Inventory - the counted stock of each SKU held at a given moment.
Kitting - assembling several separate items into one packed unit before shipping.

Frequently Asked Questions

What is the difference between warehousing and fulfilment?

Warehousing is holding and tracking stock. Fulfilment is what happens when an order arrives: picking, packing and shipping the item to the end recipient. Most merch providers do both in the same building, but you are billed for them separately.

How much does warehousing cost for branded merch?

Expect a monthly storage fee per pallet or cubic metre, plus a handling fee per inbound pallet and per outbound order. Storage is the smaller line for active programmes. The pick, pack and carrier costs are what move with volume.

Do I need warehousing if I only order merch once a year?

Usually not. A single annual handout can ship straight to the office or the event. Warehousing earns its keep when items go out to individuals continuously, such as new hires, customers or remote teams.

How long can branded merch sit in a warehouse?

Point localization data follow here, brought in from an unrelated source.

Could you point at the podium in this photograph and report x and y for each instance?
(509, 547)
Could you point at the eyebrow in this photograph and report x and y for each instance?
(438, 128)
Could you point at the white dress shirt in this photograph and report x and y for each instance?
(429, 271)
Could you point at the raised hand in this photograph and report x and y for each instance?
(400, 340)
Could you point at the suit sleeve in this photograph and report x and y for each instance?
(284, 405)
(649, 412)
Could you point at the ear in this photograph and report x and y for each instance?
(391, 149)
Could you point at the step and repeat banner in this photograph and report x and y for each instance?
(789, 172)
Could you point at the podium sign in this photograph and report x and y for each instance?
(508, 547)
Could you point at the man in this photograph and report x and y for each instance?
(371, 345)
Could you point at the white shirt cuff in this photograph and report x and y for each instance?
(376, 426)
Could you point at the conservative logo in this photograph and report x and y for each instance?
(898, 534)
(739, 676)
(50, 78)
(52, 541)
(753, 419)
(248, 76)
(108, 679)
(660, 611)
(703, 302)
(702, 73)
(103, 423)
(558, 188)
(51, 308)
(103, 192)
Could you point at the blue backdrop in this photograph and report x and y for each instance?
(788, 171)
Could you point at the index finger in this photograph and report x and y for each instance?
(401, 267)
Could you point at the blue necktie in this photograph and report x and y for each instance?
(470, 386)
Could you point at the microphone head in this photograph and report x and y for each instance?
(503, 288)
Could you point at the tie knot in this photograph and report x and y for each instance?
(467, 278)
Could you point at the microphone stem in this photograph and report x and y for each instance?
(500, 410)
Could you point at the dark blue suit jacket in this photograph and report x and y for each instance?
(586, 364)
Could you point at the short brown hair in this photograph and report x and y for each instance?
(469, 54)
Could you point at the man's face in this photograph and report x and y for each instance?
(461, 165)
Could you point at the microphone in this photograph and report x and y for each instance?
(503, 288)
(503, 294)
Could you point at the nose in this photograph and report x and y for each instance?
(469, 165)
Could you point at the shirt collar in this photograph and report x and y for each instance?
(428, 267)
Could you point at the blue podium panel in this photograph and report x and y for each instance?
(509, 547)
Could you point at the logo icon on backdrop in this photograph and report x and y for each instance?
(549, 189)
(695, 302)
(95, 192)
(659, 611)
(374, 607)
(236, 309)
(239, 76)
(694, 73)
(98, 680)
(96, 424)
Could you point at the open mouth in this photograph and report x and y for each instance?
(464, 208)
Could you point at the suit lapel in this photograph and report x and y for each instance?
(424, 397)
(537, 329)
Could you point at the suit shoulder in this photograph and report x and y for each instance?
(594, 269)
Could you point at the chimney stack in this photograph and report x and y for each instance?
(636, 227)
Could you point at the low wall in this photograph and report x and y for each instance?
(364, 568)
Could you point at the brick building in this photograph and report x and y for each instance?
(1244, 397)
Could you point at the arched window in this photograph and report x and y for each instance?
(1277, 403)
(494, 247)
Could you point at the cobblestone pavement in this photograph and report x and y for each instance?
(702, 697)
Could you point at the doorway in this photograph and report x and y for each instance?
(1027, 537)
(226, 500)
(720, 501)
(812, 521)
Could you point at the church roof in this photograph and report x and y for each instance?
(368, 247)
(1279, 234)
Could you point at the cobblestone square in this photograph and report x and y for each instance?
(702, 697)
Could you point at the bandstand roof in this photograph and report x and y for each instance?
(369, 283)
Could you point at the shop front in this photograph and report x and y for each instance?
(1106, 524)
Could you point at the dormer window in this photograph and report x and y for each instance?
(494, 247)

Physically, apparel keeps for years in dry, dark, stable conditions. Commercially, it ages faster. Logos change, colours date, and sizes drift. Plan on clearing stock within 18 to 24 months rather than storing it indefinitely.

Can returned or unclaimed merch go back into stock?

Yes, if it comes back unworn and in its original packaging. The warehouse inspects it, restocks it, and the units become available again. Anything opened or damaged should be routed to donation or recycling rather than back into the pool.